The easiest way to fix your issue is to Download Mormot and include SynCommon.pas into your project.解决问题的最简单方法是下载 Mormot并将SynCommon.pas包含到您的项目中。 This will patch System.FillChar to the above code and include a couple of other performance improvements as well.这会将 System.FillChar 修补到上述代码中，并包括一些其他性能改进。
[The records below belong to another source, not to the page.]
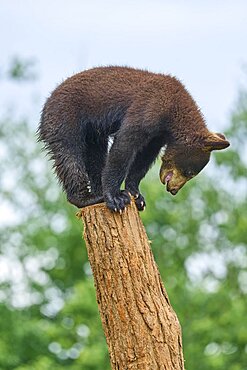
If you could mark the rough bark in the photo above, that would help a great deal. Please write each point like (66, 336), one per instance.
(142, 330)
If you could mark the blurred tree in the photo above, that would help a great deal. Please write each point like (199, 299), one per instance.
(49, 317)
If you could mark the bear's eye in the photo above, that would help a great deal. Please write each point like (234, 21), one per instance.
(188, 173)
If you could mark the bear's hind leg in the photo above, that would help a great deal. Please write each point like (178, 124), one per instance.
(95, 162)
(69, 164)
Note that you don't need all of Mormot, just SynCommons by itself.请注意，您不需要所有 Mormot，只需要 SynCommons 本身。

Answer 2

I took the test case from the FastCode Challenge - http://fastcode.sourceforge.net/我从 FastCode Challenge 中获取了测试用例 - http://fastcode.sourceforge.net/

I have compiled the FillChar testing tool under Win64, and removed all 32-bit versions of FillChar present in the test.我已经在 Win64 下编译了 FillChar 测试工具，并删除了测试中存在的所有 32 位版本的 FillChar。

I have left 2 versions of 64-bit FillChar:我留下了 2 个版本的 64 位 FillChar：

FC_TokyoBugfixAVXEx - the one present in Delphi Tokyo 64-bit, with bugs fixed and AVX registers added. FC_TokyoBugfixAVXEx - Delphi Tokyo 64 位中的一个，修复了错误并添加了 AVX 寄存器。 There is branching to detect ERMSB, AVX1 and AVX2 CPU capabilities.有分支来检测 ERMSB、AVX1 和 AVX2 CPU 功能。 This branching happens on each FillChar call.这种分支发生在每次 FillChar 调用上。 There is no entry point patching or function address mapping.没有入口点修补或函数地址映射。
FillChar_J_Bontes - another version of FillChar, the function from System.FastSystem that you have posted here. FillChar_J_Bontes - FillChar_J_Bontes另一个版本，您在此处发布的 System.FastSystem 中的函数。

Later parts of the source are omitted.